Learning Basic Arithmetic: A Comparison Between Rote and Procedural Learning Based on an Artificial Sequence

It is commonly accepted that repeatedly using mental procedures results in a transition to memory retrieval, but the determinant of this process is still unclear. In a 3-week experiment, we compared two different learning situations involving basic additions, one based on counting and the other based on arithmetic fact memorization. Two groups of participants learned to verify additions such as "G + 2 = Q?" built on an artificial sequence (e.g., "XGRQD horizontal ellipsis "). The first group learned the sequence beforehand and could therefore count to solve the problems, whereas the second group was not aware of the sequence and had to learn the equations by rote. With practice, solution times of both groups reached a plateau, indicating a certain level of automatization. However, a more fine-grained comparison indicated that participants relied on fundamentally different learning mechanisms.

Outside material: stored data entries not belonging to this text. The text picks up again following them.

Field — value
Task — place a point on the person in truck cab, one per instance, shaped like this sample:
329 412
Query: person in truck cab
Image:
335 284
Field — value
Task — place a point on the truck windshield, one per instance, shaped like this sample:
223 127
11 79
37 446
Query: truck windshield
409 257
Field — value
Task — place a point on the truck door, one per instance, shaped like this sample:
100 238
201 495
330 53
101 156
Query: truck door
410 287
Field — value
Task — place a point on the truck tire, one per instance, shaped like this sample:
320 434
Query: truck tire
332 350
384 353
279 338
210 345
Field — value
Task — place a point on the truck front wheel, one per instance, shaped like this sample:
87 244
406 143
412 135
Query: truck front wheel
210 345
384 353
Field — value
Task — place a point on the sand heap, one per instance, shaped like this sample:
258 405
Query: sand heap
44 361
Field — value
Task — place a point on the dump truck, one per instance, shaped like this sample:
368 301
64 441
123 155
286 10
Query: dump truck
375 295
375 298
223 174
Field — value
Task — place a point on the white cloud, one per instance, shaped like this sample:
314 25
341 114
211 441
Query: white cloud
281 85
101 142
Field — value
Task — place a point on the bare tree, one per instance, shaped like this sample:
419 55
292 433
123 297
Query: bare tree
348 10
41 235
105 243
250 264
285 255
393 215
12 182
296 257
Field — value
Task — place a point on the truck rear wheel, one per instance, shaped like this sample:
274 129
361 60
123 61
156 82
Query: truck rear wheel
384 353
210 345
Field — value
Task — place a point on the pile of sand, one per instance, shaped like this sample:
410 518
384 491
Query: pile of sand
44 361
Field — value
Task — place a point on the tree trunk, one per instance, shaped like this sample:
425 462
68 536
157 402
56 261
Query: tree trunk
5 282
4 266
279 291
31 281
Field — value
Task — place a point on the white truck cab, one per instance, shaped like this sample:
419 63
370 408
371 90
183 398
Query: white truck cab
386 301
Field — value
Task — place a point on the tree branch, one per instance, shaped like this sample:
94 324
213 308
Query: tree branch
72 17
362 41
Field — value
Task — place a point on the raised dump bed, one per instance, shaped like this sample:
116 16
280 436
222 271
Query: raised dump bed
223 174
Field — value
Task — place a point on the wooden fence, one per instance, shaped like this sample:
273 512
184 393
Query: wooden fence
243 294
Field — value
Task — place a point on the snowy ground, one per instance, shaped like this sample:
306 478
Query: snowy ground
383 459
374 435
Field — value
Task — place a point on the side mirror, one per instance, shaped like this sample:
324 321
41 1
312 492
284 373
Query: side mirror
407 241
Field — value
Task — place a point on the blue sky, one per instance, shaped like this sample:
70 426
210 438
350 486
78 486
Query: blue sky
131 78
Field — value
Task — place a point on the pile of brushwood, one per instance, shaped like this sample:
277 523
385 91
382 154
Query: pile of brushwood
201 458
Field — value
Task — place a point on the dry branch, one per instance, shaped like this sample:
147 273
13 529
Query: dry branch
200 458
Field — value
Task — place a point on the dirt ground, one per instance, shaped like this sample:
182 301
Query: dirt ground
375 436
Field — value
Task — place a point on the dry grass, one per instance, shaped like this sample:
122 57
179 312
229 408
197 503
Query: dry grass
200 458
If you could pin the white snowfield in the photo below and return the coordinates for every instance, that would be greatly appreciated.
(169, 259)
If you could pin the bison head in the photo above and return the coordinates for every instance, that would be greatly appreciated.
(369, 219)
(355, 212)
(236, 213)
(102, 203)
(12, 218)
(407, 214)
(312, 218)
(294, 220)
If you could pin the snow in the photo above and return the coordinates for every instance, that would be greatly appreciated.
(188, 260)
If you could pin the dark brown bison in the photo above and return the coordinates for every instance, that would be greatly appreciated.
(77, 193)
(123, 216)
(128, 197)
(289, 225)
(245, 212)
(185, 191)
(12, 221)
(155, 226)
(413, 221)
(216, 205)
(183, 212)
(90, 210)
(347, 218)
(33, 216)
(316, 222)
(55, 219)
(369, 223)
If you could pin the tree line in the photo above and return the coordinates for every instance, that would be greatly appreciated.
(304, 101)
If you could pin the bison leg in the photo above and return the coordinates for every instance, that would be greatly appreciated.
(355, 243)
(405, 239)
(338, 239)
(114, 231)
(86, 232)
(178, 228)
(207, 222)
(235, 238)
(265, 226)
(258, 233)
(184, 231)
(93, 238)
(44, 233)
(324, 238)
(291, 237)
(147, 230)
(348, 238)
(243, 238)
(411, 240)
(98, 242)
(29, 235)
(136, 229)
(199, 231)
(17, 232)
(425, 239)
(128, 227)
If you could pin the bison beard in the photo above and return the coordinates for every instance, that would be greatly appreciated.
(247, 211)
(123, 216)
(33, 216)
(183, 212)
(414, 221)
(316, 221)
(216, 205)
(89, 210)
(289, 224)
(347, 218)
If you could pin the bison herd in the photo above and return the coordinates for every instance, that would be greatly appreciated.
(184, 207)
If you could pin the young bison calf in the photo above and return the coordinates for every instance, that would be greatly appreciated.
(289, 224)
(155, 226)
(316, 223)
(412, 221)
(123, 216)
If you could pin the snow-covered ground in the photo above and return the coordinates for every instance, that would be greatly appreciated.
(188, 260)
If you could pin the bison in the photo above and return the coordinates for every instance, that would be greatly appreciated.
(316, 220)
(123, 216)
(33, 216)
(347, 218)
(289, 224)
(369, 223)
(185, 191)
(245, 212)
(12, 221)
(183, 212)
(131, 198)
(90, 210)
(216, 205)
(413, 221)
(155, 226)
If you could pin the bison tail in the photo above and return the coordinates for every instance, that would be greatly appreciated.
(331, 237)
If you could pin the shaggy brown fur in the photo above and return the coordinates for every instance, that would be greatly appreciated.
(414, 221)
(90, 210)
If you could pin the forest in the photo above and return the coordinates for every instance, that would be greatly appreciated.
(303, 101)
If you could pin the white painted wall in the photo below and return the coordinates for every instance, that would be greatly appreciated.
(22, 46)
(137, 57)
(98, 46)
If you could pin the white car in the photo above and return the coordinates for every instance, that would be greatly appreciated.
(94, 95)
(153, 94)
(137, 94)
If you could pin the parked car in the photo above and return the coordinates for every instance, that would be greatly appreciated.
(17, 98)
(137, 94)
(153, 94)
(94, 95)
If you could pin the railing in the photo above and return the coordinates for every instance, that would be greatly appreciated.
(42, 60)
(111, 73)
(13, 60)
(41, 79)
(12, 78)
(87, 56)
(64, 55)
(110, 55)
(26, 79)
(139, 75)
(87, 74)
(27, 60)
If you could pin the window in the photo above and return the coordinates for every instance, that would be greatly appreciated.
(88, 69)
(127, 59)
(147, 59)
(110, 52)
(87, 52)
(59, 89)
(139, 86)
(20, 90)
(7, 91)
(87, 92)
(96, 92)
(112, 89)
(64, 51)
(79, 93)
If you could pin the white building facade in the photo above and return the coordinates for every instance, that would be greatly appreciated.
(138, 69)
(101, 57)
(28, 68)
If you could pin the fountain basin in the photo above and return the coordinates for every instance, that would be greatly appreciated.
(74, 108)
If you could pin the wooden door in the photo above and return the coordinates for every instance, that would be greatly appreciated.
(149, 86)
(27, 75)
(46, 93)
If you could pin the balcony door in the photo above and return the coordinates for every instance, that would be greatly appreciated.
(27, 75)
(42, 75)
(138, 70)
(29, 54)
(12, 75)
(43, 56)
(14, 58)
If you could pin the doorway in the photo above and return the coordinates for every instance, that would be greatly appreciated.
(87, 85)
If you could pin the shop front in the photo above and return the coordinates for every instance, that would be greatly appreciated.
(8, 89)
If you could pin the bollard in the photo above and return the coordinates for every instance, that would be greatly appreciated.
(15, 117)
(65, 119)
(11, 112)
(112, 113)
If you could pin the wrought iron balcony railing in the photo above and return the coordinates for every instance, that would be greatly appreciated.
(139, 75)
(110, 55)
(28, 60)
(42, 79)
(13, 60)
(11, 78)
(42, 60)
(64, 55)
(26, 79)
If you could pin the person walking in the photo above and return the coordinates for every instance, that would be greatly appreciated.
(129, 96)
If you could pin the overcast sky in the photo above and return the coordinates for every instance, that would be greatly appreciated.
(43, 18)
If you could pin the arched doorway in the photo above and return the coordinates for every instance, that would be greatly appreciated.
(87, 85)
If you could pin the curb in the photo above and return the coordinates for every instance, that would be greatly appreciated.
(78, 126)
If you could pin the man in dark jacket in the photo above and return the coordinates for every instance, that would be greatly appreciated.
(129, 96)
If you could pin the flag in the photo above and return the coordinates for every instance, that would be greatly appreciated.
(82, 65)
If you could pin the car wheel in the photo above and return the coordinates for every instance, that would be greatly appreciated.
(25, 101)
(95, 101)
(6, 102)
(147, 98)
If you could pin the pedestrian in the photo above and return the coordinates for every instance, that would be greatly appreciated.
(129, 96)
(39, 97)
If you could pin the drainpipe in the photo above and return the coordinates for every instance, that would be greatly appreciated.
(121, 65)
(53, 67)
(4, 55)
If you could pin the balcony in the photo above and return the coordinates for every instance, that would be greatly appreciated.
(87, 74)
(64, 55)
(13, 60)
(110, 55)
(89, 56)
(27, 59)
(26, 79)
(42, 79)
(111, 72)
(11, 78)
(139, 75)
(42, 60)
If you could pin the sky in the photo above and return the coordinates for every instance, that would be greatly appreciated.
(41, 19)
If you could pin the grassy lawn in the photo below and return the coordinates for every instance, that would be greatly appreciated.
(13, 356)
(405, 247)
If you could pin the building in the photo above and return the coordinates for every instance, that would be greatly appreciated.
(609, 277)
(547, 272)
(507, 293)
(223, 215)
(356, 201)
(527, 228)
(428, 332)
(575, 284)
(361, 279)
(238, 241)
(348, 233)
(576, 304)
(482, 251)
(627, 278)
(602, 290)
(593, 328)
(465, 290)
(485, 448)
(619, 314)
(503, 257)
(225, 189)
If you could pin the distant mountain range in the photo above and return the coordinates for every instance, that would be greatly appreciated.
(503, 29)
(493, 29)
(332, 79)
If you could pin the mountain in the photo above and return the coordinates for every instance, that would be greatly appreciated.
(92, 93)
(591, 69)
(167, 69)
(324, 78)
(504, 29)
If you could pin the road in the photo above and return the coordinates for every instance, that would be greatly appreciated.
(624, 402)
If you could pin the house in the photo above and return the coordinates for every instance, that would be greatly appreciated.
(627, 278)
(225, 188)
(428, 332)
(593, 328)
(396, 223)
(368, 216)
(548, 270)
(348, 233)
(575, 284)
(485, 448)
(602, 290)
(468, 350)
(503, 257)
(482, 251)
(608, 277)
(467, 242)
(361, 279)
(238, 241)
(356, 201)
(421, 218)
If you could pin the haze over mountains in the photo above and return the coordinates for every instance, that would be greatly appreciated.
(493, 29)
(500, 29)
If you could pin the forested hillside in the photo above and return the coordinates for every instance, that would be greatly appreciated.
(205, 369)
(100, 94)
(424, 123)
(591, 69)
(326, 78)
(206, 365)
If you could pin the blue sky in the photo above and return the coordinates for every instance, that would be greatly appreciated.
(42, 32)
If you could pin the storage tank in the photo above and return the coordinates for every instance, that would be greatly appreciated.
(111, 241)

In the counting condition, most participants showed a persistent linear effect of the numerical operand on solution times, suggesting that fluency was reached through an acceleration of counting procedures. However, some participants began memorizing the problems involving the largest addends: Their solution times were very similar to those of participants in the rote learning group, suggesting that they resulted from a memory retrieval process. These findings show that repeated mental procedures do not systematically lead to memory retrieval but that fluency can also be reached through the acceleration of these procedures. Moreover, these results challenge associationist models, which cannot currently predict that the process of memorization begins with problems involving the largest addends.